I remember studying rhetoric in my college days, when they tried to teach you the now widely discredited skill of expressing yourself in a simple rational argument. And by “simple” I don’t mean “unsophisticated” but “clear.” This really hit home to me when it became my turn to teach rhetorical skill to young people with no interest whatsoever in it. “I’m not good at writing,” they would say, when of course they meant “I don’t really know what I think.” If you’ve arrived at your conviction through a logical thought process it’s already basically moved from emotion to language, and you just have to harvest it. Needless to say, most of my students then, like most of my compatriots today, had been handed their convictions, and hadn’t bothered with the thought process, so they had nothing to harvest. Or, as they lazily put it, “I’m not good at writing.”

Studying logic in my young days entailed studying logical fallacies so that you could recognize them in others and deny them in yourself. Circular reasoning, bandwagon, straw man, false dilemma, slippery slope, post hoc ergo propter hoc . . . Sharp thinkers have identified a goodly number of these infractions. Why so many? Because the human mind is a labyrinth that works by feeling first, then logic.

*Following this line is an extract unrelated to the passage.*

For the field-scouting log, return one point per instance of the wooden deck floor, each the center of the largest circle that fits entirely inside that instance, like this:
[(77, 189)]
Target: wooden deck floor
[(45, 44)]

Back then, argumentum ad hominem (argument to the person), an attempt to refute an argument by ignoring it and trashing the person making it, seemed especially obvious, mainly because the examples tended to be.

I think this intersection needs a stoplight.

What do you know—you have bad breath.

This hasn’t really changed.

As I look around me today at the vibrant arena of public discourse, I see the full spectrum of those fallacies in all their splendor—particularly ad hominem. Most argument today is not argument but personal attack. It saves time to blame a problem on someone you hate, and to let the hatred stand in for the solution you no longer need to pursue. Just put people in categories—redneck, liberal weenie, neo-Nazi, coastal elite, white supremacist, atheist, and of course any number of racial and ethnic epithets—and you’re pretty much done.

Rational thinking is not natural. It’s difficult and makes you crazy because there are so many little neural dramas going on in your brain, which will damn well find a way to justify what it wants to believe. We all want a way around rational thought so that we can luxuriate in our prejudices and pursue something that really matters, like watching TV. On the other hand, if you can rein in your emotions for a few minutes, rational thinking can be satisfying, and the reward the mental equivalent of crisp mountain air. It’s worth pursuing, but my advice is, don’t waste your energy trying to convince yourself and others how stupid “they” are. It just means “they” are living parasitically in your mind. You don’t know them anyway, you just carry around a caricature of them.

Yes, we’re all guilty, in spite of the strategies we’ve devised to disguise our own guilt from ourselves. We all hide in the shadow of our expectations. Reason and emotion are interdependent. They vary only in their ratio from person to person, situation to situation. You can never convince yourself of something you don’t feel.

It should be easy to recognize argumentum ad hominem in public because it’s so prevalent within ourselves. We know our weaknesses better than anybody, and it’s inevitable that we blame this thing called “self” for our shortcomings—and just as inevitable that we apply the same process to our interactions with others. It’s only in rare moments of lucidity that we recognize these mental scapegoats as caricatures. Shortcuts. Ways to avoid the work of understanding and forgiveness.

Usually the truth is just too much work.